In a Different Light-Infrared Photography
I’ve been photographing the Island for over two decades and have always sought ways to make highly personalized photographs that capture its unique beauty, grand landscapes and ocean vistas, as well as more intimate settings and subjects. In 2024, I undertook a photographic project using a converted digital camera designed to capture infrared (IR) light within the near end of the IR light spectrum, 700 to 900nm, light humans cannot normally see. It produces striking, high contrast, Black & White photographs that present the Island in a truly unique and different way, one that encourages viewers to pause and consider familiar locales with a fresh perspective.
Different materials reflect or absorb IR light in varying degrees.

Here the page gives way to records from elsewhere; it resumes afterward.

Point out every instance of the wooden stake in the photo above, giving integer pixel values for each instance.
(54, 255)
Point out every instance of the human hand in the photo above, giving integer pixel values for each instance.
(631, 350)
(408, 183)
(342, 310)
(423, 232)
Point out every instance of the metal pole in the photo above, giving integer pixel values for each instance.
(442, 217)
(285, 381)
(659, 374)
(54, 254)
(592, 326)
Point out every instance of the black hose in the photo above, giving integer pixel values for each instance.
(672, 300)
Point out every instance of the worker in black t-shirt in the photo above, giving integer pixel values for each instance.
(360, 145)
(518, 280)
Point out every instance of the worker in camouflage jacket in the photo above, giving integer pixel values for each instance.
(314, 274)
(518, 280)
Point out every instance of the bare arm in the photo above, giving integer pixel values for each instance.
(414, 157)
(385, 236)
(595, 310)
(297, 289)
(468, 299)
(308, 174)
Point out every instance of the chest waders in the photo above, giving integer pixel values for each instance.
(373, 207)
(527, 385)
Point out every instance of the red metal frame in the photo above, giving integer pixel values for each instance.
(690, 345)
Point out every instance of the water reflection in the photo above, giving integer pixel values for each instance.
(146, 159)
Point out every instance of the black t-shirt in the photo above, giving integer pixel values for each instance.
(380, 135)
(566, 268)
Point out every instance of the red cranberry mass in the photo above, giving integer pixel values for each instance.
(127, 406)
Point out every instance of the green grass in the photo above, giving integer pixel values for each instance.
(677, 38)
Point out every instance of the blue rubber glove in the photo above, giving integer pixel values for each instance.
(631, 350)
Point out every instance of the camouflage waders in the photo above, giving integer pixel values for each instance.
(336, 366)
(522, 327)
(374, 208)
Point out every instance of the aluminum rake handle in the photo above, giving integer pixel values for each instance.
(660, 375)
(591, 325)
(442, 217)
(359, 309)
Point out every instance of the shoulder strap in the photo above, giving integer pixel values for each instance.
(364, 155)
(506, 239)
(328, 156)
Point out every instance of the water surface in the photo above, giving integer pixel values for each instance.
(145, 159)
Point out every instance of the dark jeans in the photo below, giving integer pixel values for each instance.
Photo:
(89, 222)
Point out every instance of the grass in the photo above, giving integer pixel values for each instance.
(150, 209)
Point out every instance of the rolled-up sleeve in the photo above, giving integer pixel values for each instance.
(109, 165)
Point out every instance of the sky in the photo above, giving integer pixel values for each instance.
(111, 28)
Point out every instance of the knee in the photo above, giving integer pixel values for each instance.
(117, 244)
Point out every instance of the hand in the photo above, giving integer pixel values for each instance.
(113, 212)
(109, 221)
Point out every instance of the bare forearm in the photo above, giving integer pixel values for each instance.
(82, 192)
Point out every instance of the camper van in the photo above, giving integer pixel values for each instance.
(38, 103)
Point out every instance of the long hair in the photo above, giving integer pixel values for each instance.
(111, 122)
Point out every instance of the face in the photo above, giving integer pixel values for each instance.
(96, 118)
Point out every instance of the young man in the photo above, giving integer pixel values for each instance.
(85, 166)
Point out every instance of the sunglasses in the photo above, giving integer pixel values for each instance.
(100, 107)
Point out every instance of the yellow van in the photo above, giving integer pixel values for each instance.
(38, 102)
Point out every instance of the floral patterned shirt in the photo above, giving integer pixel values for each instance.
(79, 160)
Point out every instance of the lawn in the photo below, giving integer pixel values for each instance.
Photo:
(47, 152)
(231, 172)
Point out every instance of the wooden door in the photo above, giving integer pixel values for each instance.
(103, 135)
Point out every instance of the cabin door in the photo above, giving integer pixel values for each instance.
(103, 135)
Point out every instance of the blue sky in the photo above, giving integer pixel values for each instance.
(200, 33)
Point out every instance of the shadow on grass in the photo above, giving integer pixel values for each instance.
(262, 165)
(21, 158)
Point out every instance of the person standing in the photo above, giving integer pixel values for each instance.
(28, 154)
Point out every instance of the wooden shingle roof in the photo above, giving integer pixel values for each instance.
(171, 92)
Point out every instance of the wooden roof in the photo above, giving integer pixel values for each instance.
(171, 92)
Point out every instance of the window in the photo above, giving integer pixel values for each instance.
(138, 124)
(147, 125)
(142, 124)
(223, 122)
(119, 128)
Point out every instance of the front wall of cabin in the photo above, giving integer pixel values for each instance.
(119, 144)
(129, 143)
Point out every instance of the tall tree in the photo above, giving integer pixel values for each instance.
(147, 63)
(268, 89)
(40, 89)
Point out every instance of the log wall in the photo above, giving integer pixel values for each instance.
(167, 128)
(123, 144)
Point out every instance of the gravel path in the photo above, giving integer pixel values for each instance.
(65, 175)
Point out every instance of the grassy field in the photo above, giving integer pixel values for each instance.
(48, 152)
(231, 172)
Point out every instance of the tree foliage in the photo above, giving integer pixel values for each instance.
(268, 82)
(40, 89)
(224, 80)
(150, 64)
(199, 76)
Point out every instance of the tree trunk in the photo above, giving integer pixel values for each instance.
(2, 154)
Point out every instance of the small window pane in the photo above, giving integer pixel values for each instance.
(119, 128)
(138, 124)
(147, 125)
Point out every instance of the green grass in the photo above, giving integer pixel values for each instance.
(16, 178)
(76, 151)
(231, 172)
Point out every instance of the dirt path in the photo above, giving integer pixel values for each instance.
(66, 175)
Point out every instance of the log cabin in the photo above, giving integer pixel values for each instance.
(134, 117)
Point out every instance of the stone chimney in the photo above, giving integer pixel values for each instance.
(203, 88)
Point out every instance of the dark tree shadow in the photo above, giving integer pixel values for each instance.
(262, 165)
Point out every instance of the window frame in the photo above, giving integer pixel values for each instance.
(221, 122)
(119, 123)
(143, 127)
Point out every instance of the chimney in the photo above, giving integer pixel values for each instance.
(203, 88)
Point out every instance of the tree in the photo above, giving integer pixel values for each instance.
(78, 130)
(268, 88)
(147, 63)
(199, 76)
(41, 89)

Deciduous leaves appear bright white because the chlorophyll within the leaves is relatively transparent to infrared radiation, and the internal structure of leaves are highly reflective. Evergreen leaves do not reflect with the same intensity and appear darker. Clouds too are highly reflective because of their moisture content. And because IR light penetrates atmospheric haze, it reveals more moisture bearing clouds than we can normally see. This reflection causes clouds to appear bright white and stand out dramatically against skies, which absorb IR light and appear much darker. Reflective elements in many IR photographs appear to glow in contrast to the darker tones of water and inorganic materials such as rocks and man-made structures that absorb IR light.
My primary inspiration for this kind of photography is Minor White, the mid-20th century master photographer who made stunning infrared photographs. I am guided by his observation: “One should not only photograph things for what they are but for what else they are.”